FILE PHOTO: Smoke rises above a factory at sunset in Rugby, Britain February 10, 2021. REUTERS/Matthew Childs/File Photo

Moody’s Investor Service warned emerging markets (EMs) like the Philippines against the negative impact of physical climate risks to their credit ratings.


In a report released on Thursday, it said, rising sea levels, droughts, floods and wildfires are credit negative for most of its rated sovereigns, particularly emerging markets (EMs).


“Over time, repeated climate-related natural disasters risk weighing on investment, productivity growth and economic strength.”


Moody’s said weaker economic activity due to increasingly frequent climate-related events will weigh on fiscal revenue and may lead to an increase in transfer payments and welfare expenditures, particularly in the event of climate shocks.


Many countries are also exposed to at least one climate hazard.


Moody’s said Four Twenty Seven’s climate data showed that EM sovereigns exhibit higher exposure to climate hazards than their advanced economies (AEs) counterparts.


For instance, the average flood score for EMs is near the 53rd percentile globally, above the 41st percentile average for AEs. In other words, the average EM has more of its population, gross domestic product and agriculture exposed to flooding risk more than 50 percent of the world’s countries.

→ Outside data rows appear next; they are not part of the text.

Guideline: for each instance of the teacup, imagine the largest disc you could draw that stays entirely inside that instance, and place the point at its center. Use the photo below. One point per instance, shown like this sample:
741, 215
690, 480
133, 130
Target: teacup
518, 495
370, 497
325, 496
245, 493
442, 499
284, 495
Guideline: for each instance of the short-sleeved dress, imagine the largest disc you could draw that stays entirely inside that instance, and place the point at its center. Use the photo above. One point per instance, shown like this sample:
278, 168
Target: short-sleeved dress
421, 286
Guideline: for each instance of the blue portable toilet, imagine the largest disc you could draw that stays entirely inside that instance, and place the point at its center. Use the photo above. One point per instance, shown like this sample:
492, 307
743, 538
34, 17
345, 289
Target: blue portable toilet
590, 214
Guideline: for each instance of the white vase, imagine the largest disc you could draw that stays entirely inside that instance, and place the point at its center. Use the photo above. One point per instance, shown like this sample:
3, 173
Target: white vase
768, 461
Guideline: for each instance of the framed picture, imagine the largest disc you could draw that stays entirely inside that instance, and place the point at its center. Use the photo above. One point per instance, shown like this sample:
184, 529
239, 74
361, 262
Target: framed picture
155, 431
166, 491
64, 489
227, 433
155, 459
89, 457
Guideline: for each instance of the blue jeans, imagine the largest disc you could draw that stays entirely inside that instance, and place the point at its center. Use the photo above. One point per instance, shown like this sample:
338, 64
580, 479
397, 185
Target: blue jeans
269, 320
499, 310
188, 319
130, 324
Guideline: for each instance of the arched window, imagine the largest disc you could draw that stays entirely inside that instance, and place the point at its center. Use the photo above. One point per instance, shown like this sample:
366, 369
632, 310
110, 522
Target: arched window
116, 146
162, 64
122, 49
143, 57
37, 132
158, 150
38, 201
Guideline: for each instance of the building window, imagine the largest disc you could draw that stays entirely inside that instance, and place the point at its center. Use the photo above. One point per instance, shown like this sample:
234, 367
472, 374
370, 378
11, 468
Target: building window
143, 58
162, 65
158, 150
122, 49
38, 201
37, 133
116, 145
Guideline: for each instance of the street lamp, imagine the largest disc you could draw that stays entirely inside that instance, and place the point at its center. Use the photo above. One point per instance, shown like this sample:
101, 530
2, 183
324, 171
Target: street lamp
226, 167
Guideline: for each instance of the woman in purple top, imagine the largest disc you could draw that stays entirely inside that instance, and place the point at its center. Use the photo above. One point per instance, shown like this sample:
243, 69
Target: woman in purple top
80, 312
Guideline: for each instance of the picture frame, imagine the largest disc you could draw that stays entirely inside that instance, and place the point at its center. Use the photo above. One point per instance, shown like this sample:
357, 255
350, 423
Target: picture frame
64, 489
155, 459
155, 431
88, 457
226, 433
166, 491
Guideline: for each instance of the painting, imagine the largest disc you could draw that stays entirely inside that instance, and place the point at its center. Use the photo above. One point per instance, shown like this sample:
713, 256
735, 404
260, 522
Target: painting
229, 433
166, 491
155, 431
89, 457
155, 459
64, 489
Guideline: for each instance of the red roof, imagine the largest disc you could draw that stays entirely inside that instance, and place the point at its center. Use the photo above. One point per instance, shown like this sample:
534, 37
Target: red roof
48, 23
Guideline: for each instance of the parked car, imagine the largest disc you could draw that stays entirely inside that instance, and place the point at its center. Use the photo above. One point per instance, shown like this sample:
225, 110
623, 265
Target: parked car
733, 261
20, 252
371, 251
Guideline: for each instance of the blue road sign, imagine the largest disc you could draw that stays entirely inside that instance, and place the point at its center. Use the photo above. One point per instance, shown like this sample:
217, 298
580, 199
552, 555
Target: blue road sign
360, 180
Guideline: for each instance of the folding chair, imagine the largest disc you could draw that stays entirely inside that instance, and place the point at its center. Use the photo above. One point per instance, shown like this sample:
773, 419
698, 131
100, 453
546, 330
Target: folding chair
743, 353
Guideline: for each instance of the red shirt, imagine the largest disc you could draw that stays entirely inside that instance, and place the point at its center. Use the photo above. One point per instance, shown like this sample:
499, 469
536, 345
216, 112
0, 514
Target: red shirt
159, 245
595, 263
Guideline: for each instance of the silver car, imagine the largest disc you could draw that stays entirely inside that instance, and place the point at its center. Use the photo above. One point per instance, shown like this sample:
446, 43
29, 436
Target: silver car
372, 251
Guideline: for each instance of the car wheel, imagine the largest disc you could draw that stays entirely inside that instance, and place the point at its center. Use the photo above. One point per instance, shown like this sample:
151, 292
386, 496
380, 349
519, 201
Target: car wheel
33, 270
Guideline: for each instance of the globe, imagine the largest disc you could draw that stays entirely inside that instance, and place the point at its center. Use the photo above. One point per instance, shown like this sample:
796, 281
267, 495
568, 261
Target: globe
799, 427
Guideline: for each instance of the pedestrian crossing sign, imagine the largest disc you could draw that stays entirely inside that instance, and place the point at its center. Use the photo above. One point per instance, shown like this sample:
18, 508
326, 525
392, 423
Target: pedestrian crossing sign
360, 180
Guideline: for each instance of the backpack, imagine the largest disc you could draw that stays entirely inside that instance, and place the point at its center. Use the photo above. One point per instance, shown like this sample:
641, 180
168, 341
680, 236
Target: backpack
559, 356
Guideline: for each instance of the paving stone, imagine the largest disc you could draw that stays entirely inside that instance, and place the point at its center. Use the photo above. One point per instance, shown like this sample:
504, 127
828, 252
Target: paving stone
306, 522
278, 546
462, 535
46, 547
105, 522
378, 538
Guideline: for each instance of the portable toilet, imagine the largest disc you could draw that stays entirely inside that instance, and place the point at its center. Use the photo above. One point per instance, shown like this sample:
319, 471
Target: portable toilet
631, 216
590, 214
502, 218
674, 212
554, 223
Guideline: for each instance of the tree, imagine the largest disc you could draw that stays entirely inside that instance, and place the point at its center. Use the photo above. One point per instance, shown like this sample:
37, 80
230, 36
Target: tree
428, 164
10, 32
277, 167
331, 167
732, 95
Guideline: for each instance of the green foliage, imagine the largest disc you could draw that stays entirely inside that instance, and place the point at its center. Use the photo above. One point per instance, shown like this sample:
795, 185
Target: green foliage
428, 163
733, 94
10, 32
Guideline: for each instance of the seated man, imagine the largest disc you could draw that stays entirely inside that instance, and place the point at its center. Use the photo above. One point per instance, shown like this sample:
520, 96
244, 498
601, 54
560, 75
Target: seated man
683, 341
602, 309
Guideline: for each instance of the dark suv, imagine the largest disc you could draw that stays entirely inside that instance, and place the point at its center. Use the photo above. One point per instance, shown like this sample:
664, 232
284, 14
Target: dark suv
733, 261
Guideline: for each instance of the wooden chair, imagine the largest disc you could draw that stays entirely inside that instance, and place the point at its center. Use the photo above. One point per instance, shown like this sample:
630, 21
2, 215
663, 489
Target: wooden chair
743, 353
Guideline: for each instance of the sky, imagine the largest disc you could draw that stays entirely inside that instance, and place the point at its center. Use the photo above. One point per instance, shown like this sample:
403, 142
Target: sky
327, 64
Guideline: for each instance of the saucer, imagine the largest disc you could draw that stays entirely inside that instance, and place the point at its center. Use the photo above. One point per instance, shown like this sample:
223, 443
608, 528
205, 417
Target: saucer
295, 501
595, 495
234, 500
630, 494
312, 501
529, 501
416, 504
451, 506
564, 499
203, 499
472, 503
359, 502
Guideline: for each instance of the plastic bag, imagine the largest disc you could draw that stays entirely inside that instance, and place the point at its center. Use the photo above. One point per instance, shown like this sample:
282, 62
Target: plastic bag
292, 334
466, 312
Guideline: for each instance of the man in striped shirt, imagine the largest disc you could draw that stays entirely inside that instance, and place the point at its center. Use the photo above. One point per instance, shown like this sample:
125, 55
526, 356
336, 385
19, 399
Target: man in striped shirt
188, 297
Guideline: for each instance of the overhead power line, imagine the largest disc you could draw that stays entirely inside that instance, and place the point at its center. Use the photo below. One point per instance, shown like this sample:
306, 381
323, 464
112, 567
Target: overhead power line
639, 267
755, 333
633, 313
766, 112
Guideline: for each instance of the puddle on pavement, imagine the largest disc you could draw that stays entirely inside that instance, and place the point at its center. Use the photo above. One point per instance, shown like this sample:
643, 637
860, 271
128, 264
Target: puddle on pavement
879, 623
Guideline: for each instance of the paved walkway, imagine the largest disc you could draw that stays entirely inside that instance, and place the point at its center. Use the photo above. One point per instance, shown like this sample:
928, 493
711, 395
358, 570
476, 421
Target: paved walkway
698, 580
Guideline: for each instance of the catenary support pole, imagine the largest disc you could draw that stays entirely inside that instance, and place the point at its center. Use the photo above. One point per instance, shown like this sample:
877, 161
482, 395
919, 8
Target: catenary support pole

“EMs in APAC (Asia Pacific) stand out for their exposure to flood risk, which is highest in Cambodia, the Philippines, and Thailand,” it said. These EMs also score above the 95th percentile globally.


The quality of a country’s infrastructure is also likely to influence sensitivity to climate change since low quality infrastructure may be more severely damaged, hindering recovery from natural disasters, Moody’s added.


It added that despite the diverse set of adaptation measures undertaken by many sovereigns to boost the climate resiliency of their economies, institutional constraints such as lack of budget and technical capacity to introduce and employ environmental monitoring processes and related strategies still persist.


“Overall, many adaptation strategies have yet to be tested. As such, it remains unclear if the scale of individual country adaptation efforts, as well as the funding available for them, match a given country’s adaptation needs, which can be large for the most climate- vulnerable sovereigns.”